News & Views item - January 2009
Nature and Science Report and Comment on the UK's 2008 Research Assessment Exercise. (January 3, 2009)
The results of Britain's Research Assessment Exercise (RAE 2008) were published just a fortnight ago and to date comment is focused as much on its promised successor as on the results for RAE 2008..
First a few statistics:
159 higher education institutions submitted publications produced by 52,400 of their staff.
The cost of the exercise = £10 million (A$19.9 million).
Some 1000 scientists spent up to a year on peer-review panels.
U.K. universities and specialty research institutions obtain about 50% of their budgets from competitive grants and programs, industry, and educational charities.
The remainder, some £1.5 billion (A$2.99 billion), is in annual governmental block grants based on the RAE.
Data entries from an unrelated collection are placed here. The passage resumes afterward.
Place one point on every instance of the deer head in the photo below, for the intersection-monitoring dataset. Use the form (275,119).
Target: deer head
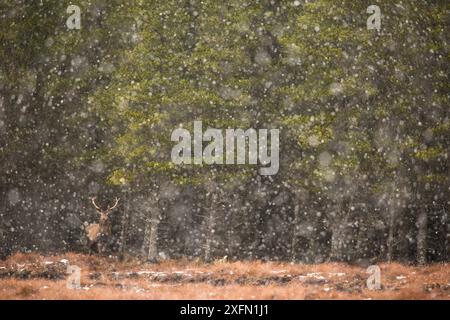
(97,232)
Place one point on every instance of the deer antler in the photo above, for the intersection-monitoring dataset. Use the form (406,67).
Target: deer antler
(95,205)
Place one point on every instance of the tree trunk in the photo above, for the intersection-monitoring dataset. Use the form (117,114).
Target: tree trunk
(208,244)
(422,237)
(391,238)
(150,246)
(123,230)
(294,245)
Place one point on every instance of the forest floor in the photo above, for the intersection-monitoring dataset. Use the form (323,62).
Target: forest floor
(33,276)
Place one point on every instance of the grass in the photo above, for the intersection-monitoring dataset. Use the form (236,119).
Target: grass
(33,276)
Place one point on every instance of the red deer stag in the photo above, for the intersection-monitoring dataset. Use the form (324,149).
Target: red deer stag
(98,233)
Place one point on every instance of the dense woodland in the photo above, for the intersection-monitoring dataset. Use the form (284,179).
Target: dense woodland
(363,116)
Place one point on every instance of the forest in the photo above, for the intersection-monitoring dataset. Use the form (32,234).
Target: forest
(89,99)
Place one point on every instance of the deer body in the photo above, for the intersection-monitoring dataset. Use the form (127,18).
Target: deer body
(98,233)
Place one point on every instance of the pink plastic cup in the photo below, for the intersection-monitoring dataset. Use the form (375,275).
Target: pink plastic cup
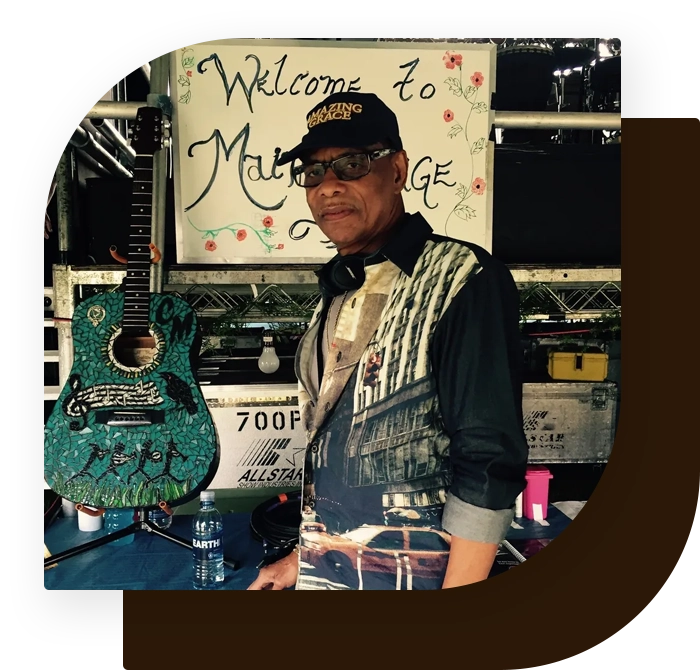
(536,494)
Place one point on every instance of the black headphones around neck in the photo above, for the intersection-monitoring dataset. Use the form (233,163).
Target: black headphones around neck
(345,273)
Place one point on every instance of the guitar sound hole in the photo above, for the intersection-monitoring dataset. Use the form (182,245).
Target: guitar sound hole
(134,351)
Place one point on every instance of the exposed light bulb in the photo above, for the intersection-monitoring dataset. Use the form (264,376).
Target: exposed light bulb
(268,361)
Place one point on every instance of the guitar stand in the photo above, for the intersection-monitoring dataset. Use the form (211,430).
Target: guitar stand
(142,524)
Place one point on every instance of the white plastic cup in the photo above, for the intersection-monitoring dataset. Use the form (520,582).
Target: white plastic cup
(89,523)
(519,506)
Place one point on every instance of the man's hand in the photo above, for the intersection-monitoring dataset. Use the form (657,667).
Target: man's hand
(278,575)
(469,562)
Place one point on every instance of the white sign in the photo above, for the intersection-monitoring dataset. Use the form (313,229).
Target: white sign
(262,442)
(238,104)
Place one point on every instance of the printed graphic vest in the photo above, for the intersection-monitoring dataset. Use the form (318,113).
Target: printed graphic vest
(377,468)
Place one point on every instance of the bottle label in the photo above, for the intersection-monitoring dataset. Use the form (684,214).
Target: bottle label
(209,548)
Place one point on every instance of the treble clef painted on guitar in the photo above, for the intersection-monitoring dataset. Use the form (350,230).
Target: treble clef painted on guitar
(74,405)
(132,396)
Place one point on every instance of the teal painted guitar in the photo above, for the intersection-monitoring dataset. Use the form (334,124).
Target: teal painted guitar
(131,427)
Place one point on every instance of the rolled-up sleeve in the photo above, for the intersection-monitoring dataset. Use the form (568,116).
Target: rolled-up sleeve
(477,359)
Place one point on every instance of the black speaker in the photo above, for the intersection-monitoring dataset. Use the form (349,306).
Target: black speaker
(557,204)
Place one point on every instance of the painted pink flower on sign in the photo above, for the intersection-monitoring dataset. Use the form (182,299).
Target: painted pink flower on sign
(477,79)
(478,186)
(452,60)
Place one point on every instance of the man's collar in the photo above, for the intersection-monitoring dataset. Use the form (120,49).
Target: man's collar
(407,241)
(404,246)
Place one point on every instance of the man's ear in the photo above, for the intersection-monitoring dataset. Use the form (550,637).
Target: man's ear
(400,164)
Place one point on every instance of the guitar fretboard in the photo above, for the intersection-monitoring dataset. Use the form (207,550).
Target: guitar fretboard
(137,292)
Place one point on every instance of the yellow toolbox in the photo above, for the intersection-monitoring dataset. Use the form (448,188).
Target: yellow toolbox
(578,366)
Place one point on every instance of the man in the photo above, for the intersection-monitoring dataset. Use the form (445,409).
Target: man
(409,374)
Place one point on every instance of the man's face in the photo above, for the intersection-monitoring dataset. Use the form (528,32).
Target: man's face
(354,215)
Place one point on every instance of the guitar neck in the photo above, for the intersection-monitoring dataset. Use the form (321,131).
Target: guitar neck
(138,269)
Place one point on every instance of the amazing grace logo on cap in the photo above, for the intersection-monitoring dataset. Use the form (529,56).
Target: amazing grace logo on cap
(338,111)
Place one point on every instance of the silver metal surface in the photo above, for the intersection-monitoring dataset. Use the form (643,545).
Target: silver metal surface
(64,304)
(116,138)
(159,87)
(570,422)
(557,120)
(114,110)
(176,276)
(65,174)
(82,139)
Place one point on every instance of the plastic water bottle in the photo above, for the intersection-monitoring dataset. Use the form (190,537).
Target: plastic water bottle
(207,544)
(161,518)
(116,519)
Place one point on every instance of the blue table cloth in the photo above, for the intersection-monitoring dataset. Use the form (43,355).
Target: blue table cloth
(152,563)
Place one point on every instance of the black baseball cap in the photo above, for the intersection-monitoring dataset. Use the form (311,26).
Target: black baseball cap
(347,120)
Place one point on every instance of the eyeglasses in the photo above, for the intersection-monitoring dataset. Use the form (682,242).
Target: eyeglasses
(346,168)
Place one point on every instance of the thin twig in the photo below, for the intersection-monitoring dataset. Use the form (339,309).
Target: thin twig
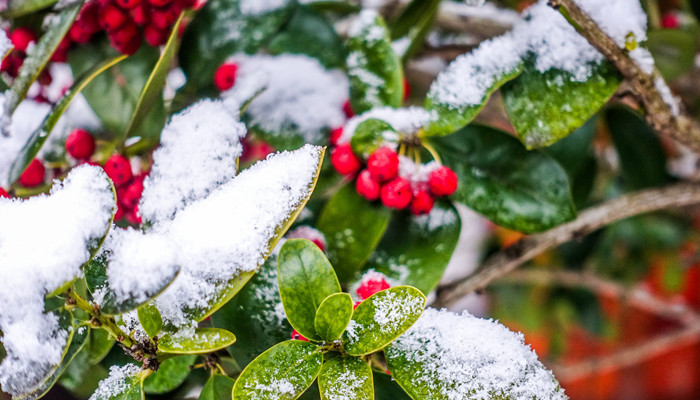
(678,195)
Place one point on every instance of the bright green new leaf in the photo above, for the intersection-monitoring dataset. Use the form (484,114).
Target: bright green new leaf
(171,374)
(305,278)
(283,372)
(546,107)
(513,187)
(381,318)
(353,227)
(204,340)
(333,316)
(376,75)
(347,378)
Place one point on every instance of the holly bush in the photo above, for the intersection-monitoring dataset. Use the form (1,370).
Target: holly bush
(171,225)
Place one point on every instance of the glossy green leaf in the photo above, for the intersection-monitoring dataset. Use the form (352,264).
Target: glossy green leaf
(416,250)
(171,374)
(305,278)
(283,372)
(39,136)
(218,387)
(376,75)
(333,316)
(352,227)
(150,319)
(204,340)
(546,107)
(642,157)
(382,318)
(515,188)
(370,135)
(347,378)
(41,54)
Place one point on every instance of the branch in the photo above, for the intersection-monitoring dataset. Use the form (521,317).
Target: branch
(659,114)
(525,249)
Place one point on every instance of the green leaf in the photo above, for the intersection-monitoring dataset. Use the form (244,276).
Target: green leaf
(347,378)
(218,387)
(150,319)
(171,374)
(353,227)
(370,135)
(204,340)
(333,316)
(305,278)
(642,158)
(41,54)
(283,372)
(382,318)
(39,136)
(310,33)
(376,75)
(515,188)
(546,107)
(416,250)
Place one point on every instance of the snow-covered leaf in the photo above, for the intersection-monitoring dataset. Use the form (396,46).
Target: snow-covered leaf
(348,378)
(305,278)
(333,316)
(381,318)
(283,372)
(204,340)
(446,356)
(513,187)
(376,74)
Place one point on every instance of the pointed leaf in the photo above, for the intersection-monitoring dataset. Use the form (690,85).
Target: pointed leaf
(305,278)
(283,372)
(515,188)
(353,227)
(204,340)
(333,316)
(347,378)
(381,318)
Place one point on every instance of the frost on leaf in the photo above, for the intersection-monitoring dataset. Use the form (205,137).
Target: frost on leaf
(292,95)
(447,356)
(50,239)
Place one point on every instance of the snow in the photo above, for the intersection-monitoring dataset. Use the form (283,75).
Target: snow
(197,154)
(461,356)
(44,245)
(298,94)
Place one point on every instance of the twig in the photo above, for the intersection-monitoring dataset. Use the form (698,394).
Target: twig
(659,113)
(625,206)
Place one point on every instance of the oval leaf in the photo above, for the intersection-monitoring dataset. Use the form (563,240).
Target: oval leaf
(305,278)
(333,316)
(204,340)
(515,188)
(382,318)
(347,378)
(283,372)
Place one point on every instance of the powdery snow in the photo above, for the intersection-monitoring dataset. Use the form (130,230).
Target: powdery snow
(45,243)
(461,356)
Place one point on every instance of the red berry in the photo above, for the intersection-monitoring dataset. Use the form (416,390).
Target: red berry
(367,187)
(22,37)
(371,286)
(118,169)
(442,181)
(225,76)
(80,144)
(383,164)
(422,202)
(34,174)
(397,193)
(344,160)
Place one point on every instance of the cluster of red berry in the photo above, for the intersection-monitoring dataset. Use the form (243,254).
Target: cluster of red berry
(381,179)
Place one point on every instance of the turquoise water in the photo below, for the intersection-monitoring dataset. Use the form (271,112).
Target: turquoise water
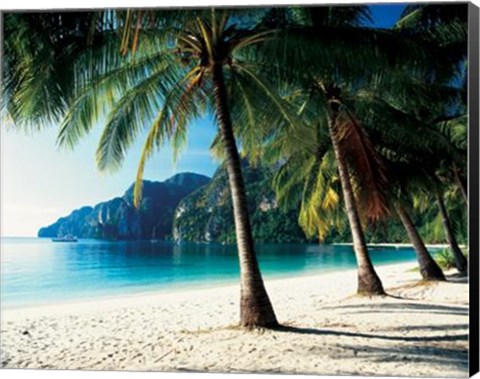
(37,271)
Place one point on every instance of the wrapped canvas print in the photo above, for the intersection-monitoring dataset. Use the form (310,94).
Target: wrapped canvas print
(252,189)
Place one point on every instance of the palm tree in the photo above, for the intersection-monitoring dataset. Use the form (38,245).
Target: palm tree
(172,75)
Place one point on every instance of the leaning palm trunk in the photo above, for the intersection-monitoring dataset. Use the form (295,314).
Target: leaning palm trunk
(462,186)
(460,260)
(429,269)
(368,281)
(255,307)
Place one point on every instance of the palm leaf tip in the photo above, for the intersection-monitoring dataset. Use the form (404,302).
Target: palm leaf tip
(372,177)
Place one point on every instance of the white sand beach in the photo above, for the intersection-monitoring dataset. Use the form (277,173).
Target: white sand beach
(421,330)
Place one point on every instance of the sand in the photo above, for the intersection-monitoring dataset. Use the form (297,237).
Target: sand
(421,330)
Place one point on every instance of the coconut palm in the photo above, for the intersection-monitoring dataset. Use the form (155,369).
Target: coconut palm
(341,56)
(161,83)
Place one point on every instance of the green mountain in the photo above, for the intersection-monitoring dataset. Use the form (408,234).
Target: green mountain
(118,219)
(206,215)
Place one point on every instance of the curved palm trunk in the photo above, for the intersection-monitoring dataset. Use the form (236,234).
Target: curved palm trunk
(255,307)
(368,281)
(429,269)
(460,260)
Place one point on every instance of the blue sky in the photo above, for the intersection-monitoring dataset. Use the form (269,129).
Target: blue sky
(40,183)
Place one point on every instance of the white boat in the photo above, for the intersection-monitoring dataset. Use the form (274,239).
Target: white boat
(66,238)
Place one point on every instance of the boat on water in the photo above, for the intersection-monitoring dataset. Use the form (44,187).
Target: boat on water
(66,238)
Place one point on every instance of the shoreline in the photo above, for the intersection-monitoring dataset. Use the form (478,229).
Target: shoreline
(420,330)
(187,288)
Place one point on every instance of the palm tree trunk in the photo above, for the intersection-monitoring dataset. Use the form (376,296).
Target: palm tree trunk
(462,185)
(368,281)
(255,307)
(429,269)
(460,260)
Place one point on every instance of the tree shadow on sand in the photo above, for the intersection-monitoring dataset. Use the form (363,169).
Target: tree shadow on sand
(326,332)
(403,308)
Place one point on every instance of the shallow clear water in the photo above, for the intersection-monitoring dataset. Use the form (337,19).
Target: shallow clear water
(36,271)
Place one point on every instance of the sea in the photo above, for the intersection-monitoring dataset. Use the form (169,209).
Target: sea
(37,271)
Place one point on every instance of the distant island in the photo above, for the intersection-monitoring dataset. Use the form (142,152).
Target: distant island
(191,207)
(185,207)
(118,219)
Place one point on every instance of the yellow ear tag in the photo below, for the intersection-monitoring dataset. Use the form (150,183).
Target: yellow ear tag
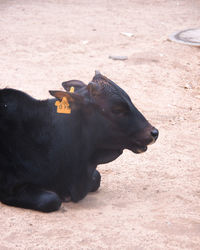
(63,106)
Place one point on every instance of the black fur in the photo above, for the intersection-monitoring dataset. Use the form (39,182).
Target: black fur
(46,157)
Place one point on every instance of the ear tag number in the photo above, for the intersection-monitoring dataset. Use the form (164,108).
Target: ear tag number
(63,106)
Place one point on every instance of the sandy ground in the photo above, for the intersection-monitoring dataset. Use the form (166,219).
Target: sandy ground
(147,201)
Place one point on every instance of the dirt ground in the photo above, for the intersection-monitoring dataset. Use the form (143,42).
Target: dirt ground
(146,201)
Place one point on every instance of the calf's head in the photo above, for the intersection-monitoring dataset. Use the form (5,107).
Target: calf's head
(121,122)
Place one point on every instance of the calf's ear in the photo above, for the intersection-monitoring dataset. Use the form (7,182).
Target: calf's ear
(71,97)
(73,83)
(94,89)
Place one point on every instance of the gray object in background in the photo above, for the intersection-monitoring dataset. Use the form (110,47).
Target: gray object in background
(189,37)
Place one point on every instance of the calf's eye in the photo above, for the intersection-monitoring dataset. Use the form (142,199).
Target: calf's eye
(121,109)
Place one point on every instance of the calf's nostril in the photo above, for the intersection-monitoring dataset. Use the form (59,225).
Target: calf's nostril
(154,133)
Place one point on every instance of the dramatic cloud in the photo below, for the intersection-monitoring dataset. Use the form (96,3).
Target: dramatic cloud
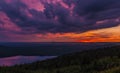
(28,17)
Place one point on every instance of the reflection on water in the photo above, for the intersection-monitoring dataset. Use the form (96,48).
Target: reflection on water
(10,61)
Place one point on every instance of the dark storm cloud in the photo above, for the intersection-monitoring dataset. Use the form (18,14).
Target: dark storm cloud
(58,19)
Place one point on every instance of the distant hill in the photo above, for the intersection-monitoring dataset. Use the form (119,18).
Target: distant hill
(47,49)
(105,60)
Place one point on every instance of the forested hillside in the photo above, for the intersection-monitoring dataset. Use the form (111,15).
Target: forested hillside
(105,60)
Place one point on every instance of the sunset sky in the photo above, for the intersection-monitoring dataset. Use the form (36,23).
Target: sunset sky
(59,20)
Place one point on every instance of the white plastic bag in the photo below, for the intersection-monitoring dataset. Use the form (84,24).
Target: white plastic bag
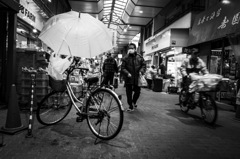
(142,82)
(206,82)
(58,65)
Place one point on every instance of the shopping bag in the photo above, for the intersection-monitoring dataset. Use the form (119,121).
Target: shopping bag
(238,98)
(57,65)
(142,82)
(60,64)
(115,82)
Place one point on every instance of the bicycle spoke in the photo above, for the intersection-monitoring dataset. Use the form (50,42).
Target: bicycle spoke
(107,122)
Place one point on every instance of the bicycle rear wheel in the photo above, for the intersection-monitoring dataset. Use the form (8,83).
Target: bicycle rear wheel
(209,109)
(53,108)
(105,114)
(182,98)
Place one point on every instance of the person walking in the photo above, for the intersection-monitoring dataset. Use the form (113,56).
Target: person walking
(132,66)
(193,64)
(109,68)
(150,73)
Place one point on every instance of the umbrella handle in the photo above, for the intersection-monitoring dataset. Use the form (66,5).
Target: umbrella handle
(67,45)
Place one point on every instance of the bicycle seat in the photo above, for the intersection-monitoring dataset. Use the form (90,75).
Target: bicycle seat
(91,80)
(83,68)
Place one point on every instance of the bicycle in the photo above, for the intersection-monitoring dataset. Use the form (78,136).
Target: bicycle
(207,105)
(99,105)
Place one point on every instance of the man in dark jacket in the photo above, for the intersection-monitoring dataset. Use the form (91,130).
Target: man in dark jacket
(109,68)
(133,65)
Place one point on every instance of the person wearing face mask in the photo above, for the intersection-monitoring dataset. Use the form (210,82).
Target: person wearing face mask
(193,64)
(132,66)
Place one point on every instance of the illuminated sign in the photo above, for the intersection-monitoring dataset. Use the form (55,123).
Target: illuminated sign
(26,13)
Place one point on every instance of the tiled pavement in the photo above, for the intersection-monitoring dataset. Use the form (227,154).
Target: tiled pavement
(156,130)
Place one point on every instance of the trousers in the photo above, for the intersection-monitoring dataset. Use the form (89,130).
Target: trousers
(132,97)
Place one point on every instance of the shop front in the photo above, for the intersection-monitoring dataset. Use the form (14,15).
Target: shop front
(166,54)
(8,16)
(215,35)
(30,51)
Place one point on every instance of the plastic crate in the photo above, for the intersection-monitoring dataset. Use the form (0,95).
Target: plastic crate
(41,83)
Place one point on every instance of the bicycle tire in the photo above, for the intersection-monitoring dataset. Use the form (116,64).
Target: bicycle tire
(104,121)
(53,108)
(207,105)
(182,97)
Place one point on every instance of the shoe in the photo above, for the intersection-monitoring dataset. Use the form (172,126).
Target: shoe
(134,105)
(130,110)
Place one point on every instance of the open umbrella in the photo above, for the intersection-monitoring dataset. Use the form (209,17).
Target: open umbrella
(85,35)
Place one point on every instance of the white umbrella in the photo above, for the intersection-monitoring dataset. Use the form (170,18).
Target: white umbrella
(85,35)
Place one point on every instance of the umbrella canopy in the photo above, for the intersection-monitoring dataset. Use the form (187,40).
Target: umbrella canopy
(85,35)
How the RAE data are translated into specific funding will be announced in March.
The 2001 RAE was one factor that led to the closure of many UK science departments.
Because of the expenditure in money, effort and time, the UK government has decided that the methodology must be abandoned for a cheaper assessment procedure which has been dubbed the Research Excellence Framework (REF), and block funding is tentatively scheduled to be based on the REF beginning 2014. It is to be based on "primarily measures" (metrics) such as competitive grants obtained, Ph.D.s granted, and citations received for papers. The details have yet to be worked out.
As Science's John Travis points out: "Many questions remain about whether this [new] approach can truly evaluate research quality across disciplines that include music, midwifery, economics, philosophy, and all the traditional sciences."
Nature's Natasha Gilbert makes the telling point that "traditionally... the same 25 or so institutions win around 80% of the available funding, a situation that is unlikely to change this time round, according to one former vice-chancellor of a research-intensive university". She then follows up with: "the latest RAE results show that highly rated research is spread much more widely than that core of 25. Forty-nine universities had at least some 4-star research in their submissions, and at least half of the submissions from 118 universities were rated 4-star or 3-star".
While Australia's Minister for Innovation, Industry, Science and Research, Kim Carr, continues his obsession with the awkwardly named Excellence in Research for Australia (ERA) and which is scheduled to make use of metrics, though with some reference to peer review, Nature's January 1, 2009 editorial leads with: "There are good reasons to be suspicious of metric-based research assessment". In a comment bordering on sneering the editorialist writes: "The proposed... REF is opaque. Little is known about how it will work other than a central principle: it will assess research quality using metrics, including publication citations. It may also take into account the number of postgraduates completing their studies and the amount of research income won by universities. There will be a smattering of 'light-touch expert review', although the exact form that this will take is not yet clear — it might simply be used to interpret the metrics results", and it sums up simply: "taken alone, publication citations have repeatedly been shown to be a poor measure of research quality."
The editorial's comment could just as well have been about Senator Carr's ERA.
One of the particularly worrying aspects of metric-based vs peer assessments of publications is the wide discrepancies that can and do occur in evaluation between the two approaches in the "hard sciences", let alone the humanities and "softer" sciences. Nature's editorial concludes: "Expert review is far from a problem-free method of assessment, but policy-makers have no option but to recognize its indispensable and central role."
And with all of this no one has mounted a convincing case that a nation's research quality per se has benefitted through the use of the RAE or RAE-like assessments.
Is there a positive correlation between the UK's use of the RAE and improvement in the quality of British research? Yes there is. There is also a positive correlation between the increased funding of British research and its improvement.
So, why not keep the funding levels, eliminate the RAE, its cost, and use of 1,000 peer reviewers who can use the time for research, and improve funding of competitive grants at the partial expense of block grants and see what happens.
On the other hand such assessment exercises, by whatever name, fit in well with governments' propensity to micromanage whether or not it is counterproductive from the viewpoint of the public good.